Another prerecorded sequence showed dancers dressed in upcyled clothes sprayed in gold paint, suspended from scaffolding around Notre-Dame, which is due to reopen in December after five years of renovations following a devastating fire.
Shortly afterward, ballet dancer Guillaume Diop performed live on the roof of City Hall dressed in a beige Vuitton vest and ample brown pleated shorts. Diop last year became the first Black dancer to be named an “étoile,” or star dancer, of the Paris Opera Ballet.
Franco-Algerian rapper Rim’K, member of the group 113, performed in a red and black shearling shirt in an oversize version of the brand’s signature Damier checkerboard pattern.
Meanwhile, Shaheem Sanchez, a deaf dancer who pioneered American Sign Language dancing, performed to the song “Supernature” by French disco legend Cerrone dressed in a copper-colored Vuitton suit.
Daphné Bürki, the styling and costumes director of the ceremony who oversaw the creation of 3,000 individual costumes and commented the ceremony live on France 2 television, only mentioned the name of Dior once, although she cited many of the smaller designers that participated in the evening’s 12 artistic tableaux.
De Vilmorin designed the costumes for a sequence dedicated to love that featured a throuple, in a tribute to the French New Wave classic “Jules et Jim.”
Dancers on poles wore rainbow-colored skirts featuring his fantastical designs, in a scene that concluded with the pilots of the Patrouille de France tracing a red heart in the sky above the Pont des Arts.
Friot, whose designs have been worn by the likes of Madonna and Eurovision winners Måneskin, dressed a cowled rider on a gray horse, reminiscent of Joan of Arc, who brought the Olympic flag to its final destination opposite the Eiffel Tower.
Others were featured in a fashion show staged on the Passerelle Debilly, where Kenzo held a runway display last year.
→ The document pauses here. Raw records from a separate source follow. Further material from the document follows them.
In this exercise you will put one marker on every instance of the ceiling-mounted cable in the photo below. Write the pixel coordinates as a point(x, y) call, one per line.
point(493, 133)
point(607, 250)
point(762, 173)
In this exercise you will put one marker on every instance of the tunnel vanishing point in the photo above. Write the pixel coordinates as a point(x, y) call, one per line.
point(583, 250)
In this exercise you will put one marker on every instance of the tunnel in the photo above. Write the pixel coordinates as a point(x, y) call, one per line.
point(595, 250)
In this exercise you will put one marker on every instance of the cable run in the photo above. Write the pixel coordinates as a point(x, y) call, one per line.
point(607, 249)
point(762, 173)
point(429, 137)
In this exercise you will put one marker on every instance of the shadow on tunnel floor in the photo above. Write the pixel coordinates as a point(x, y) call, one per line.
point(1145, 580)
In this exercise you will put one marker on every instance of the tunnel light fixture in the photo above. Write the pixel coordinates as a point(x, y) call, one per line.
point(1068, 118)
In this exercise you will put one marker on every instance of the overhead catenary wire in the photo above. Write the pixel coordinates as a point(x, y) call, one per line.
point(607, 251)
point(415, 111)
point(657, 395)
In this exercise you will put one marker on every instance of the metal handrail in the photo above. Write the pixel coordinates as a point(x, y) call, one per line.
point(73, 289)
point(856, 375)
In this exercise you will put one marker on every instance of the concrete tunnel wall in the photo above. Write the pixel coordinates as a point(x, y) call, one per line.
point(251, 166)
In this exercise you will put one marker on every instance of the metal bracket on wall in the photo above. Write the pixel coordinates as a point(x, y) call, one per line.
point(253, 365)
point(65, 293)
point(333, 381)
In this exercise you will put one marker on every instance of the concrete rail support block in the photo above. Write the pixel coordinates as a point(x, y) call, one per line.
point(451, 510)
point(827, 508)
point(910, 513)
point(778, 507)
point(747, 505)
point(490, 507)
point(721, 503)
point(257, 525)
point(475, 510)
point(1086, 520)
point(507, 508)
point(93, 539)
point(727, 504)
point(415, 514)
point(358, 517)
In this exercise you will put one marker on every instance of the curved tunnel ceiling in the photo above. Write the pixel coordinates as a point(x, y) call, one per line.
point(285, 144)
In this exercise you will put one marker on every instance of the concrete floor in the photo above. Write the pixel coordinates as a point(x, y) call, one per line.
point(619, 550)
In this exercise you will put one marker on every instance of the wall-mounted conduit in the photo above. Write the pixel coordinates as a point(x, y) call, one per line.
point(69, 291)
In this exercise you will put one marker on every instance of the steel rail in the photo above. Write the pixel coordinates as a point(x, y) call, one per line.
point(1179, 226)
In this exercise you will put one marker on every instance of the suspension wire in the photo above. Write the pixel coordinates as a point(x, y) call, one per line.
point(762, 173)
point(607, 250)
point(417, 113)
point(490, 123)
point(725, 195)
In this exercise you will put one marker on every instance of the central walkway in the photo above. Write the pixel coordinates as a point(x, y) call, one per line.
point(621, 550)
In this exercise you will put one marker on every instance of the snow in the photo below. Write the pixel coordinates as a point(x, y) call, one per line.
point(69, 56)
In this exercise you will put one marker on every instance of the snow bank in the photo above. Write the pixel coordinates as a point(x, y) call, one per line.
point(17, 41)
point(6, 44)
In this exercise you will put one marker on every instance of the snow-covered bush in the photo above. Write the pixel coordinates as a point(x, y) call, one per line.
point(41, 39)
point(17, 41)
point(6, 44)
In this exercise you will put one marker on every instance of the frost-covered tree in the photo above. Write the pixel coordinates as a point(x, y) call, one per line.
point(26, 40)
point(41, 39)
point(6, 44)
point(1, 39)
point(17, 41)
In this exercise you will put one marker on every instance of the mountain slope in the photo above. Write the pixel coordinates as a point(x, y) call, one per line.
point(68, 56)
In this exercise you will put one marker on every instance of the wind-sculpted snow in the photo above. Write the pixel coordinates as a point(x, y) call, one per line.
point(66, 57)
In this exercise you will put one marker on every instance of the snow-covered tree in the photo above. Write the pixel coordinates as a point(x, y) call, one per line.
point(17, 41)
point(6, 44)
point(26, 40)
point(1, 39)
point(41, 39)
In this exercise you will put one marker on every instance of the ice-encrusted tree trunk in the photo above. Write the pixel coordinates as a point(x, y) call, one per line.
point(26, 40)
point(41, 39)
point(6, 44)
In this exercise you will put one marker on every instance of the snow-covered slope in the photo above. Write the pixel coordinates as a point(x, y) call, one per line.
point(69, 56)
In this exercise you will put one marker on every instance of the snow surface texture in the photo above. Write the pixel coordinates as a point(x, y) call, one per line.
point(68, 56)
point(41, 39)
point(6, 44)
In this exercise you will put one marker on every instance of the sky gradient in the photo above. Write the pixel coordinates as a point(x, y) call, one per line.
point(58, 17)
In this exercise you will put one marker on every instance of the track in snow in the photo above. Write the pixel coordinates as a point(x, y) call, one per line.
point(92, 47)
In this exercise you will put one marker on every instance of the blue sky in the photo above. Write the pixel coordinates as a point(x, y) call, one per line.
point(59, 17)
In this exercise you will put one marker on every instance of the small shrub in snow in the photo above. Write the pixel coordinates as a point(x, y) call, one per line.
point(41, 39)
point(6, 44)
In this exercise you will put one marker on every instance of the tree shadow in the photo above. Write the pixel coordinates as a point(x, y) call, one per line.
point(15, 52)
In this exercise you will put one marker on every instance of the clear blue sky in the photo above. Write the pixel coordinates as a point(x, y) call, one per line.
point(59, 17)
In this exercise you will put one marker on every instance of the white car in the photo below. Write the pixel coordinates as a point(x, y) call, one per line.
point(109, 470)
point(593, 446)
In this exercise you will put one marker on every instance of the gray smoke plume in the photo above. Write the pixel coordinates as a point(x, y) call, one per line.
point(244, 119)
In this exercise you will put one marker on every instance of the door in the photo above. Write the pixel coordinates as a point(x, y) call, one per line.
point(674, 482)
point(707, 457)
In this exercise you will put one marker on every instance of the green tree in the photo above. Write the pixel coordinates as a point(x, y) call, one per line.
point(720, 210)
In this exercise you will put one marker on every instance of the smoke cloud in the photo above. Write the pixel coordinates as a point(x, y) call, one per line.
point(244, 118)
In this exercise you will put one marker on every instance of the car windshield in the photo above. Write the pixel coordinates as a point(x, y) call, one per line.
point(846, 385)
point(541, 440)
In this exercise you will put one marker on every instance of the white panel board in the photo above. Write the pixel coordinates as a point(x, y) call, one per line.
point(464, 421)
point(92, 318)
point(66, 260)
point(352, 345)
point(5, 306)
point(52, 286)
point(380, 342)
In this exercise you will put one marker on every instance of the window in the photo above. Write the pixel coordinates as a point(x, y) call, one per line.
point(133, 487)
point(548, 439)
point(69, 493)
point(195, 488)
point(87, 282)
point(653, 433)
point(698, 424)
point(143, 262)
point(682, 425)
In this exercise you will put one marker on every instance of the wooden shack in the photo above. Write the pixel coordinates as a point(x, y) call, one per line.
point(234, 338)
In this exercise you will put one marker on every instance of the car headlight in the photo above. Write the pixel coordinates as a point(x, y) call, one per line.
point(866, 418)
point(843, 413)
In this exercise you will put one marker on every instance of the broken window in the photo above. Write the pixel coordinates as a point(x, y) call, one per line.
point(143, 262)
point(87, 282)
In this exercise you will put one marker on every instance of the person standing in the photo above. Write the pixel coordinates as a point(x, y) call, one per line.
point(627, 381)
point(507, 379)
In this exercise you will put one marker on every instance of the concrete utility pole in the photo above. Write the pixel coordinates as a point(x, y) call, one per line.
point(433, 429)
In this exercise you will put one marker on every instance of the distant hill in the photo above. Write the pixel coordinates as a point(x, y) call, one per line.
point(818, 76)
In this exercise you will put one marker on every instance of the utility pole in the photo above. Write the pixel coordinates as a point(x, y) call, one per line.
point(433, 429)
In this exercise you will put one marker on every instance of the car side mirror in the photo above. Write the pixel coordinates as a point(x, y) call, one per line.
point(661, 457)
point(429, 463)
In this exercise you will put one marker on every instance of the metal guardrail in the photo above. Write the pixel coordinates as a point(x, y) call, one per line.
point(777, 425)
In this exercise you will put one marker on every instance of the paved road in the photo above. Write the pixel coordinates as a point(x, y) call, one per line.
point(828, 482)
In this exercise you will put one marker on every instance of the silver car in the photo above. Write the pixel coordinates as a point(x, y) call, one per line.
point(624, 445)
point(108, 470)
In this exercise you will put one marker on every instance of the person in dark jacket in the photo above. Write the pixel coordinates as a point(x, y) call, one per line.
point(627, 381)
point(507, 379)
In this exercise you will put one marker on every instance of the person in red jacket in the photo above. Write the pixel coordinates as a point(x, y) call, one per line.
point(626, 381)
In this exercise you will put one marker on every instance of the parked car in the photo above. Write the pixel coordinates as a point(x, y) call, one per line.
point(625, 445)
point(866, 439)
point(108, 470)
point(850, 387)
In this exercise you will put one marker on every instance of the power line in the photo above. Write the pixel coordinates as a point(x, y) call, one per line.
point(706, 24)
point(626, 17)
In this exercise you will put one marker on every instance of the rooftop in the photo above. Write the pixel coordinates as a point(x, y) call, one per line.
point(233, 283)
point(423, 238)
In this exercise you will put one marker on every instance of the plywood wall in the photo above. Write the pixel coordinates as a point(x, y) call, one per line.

Farida Khelfa, a muse to designers ranging from Azzedine Alaïa to Jean Paul Gaultier, walked in an outfit by Maitrepierre, while Germanier dressed Paralympic fencer Beatrice “Bebe” Vio Grandis. Weinsanto put his muse Ildjima Masrangar in a giant organza coif in a tribute to his native Alsace.
Almost 100 boats carrying the majority of the 10,500 athletes competing in the Games traveled along the Seine from the Austerlitz bridge to the Trocadero — the esplanade across from the Eiffel Tower.
The French boat was the last in. The athletes were dressed in official uniforms by Berluti, though many had slipped on disposable plastic rain ponchos, somewhat diluting the impact of the design. Fortunately, they are due to don the outfits again for the opening ceremony of the Paralympic Games on Aug. 28.
Jolly said he wanted the ceremony to show that France is “very flamboyant, extremely diverse and extremely rich” — a strong political statement at a time when the country’s government is in limbo, following snap elections that resulted in a hung parliament.
“Paris and the Olympic Games in general are all about people coming together,” he said.